WASHINGTON – The CIA leak probe cost $2.58 million, the Government Accountability Office disclosed Monday, wrapping up an investigation that ensnared Vice President Dick Cheney's chief of staff for perjury, obstruction and lying to the FBI.
The office of Special Counsel Patrick Fitzgerald spent the money over a 45-month span that saw the indictment, trial and conviction of I. Lewis "Scooter" Libby.
The investigation also touched on other officials in the State Department and the White House, including presidential political adviser Karl Rove, who leaked the CIA identity of Valerie Plame.
"This matter is now concluded for all practical purposes," reported the GAO, the investigative arm of Congress. The office of special counsel will continue to incur small expenses for limited purposes, such as responding to congressional requests for information.
The spending total consists of figures from eight reports issued by the GAO since early 2004, with the latest issued Monday. It showed $187,420 in expenditures for the six months ending last Sept. 30.
At the height of Fitzgerald's work, the office spent $770,838 for the six months ending March 31, 2007, the month a jury convicted Cheney's former chief of staff.
Couched in the language of government bureaucrats and auditors, the latest GAO report summarized what happened next to Libby, described in the document only as an administration official.
"On July 2, 2007, the president of the United States commuted the prison term imposed by the sentencing judge upon the administration official who was convicted after a jury trial.
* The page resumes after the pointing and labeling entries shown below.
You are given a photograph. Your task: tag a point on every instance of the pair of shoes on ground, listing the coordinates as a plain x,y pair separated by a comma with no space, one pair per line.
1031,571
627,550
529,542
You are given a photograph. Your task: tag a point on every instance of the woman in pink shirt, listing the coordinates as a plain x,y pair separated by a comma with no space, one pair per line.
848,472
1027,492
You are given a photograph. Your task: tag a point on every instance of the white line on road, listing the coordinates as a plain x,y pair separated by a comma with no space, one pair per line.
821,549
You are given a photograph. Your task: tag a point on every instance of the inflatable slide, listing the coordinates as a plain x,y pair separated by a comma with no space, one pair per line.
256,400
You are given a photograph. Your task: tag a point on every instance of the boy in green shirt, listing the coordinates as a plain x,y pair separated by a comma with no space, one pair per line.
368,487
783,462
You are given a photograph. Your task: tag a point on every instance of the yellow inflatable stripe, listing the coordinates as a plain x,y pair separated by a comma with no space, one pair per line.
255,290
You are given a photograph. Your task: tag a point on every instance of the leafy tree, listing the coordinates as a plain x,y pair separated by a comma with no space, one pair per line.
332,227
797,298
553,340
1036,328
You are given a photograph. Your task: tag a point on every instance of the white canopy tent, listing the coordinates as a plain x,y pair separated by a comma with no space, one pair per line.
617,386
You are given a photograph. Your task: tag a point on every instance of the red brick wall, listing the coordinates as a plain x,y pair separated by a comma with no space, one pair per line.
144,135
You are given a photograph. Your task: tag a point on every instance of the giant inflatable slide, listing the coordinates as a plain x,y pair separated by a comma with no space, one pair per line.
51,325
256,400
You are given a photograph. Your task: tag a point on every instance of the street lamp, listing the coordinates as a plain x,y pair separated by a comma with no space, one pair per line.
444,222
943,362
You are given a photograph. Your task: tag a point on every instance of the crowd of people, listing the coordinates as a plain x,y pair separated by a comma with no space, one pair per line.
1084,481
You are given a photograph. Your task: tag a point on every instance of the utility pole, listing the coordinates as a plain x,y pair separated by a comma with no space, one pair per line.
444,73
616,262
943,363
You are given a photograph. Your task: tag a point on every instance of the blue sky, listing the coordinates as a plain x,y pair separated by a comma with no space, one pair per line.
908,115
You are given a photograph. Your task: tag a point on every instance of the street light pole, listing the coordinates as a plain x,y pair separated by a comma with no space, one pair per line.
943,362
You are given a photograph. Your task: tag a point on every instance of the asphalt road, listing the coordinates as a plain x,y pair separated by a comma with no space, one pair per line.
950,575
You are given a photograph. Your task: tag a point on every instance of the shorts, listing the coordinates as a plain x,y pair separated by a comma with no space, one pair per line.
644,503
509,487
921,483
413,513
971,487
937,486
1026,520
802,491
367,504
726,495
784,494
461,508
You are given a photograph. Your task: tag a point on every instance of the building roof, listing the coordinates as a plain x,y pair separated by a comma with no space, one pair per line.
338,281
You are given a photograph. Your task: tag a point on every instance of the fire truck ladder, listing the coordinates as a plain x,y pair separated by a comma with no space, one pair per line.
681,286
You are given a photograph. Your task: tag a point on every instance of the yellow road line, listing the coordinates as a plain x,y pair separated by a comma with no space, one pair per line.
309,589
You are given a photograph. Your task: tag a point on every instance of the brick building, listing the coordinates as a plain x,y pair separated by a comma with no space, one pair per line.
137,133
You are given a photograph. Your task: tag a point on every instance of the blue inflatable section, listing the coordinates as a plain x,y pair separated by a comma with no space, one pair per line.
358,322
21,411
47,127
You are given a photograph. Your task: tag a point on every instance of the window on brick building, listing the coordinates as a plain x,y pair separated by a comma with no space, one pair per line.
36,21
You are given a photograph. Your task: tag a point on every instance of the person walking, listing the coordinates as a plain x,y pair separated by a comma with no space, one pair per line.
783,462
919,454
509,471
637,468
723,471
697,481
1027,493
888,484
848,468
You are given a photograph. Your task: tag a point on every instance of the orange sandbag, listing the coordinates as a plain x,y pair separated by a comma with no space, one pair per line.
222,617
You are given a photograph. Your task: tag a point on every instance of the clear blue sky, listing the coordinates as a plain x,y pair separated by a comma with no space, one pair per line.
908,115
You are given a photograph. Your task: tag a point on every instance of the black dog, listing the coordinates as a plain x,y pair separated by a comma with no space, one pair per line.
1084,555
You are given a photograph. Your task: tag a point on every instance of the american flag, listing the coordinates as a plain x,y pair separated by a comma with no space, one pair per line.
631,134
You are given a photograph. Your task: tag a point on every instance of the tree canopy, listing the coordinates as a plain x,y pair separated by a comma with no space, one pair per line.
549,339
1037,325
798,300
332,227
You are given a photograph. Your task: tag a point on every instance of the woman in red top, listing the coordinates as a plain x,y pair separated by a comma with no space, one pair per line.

On Dec. 11, 2007, the administration official dropped his appeal of his convictions," the GAO report concluded.
Sentenced by U.S. District Judge Reggie Walton to 30 months in prison for his conviction, Libby ended up paying a $250,000 fine and is on two years probation, all that remains from President Bush's commutation of Libby's prison term.
Bush called the sentence excessive. Walton said he was "somewhat perplexed" as to how the sentence could be accurately described as "excessive." The 2 1/2-year sentence was at the low end of federal sentencing guidelines, the judge noted.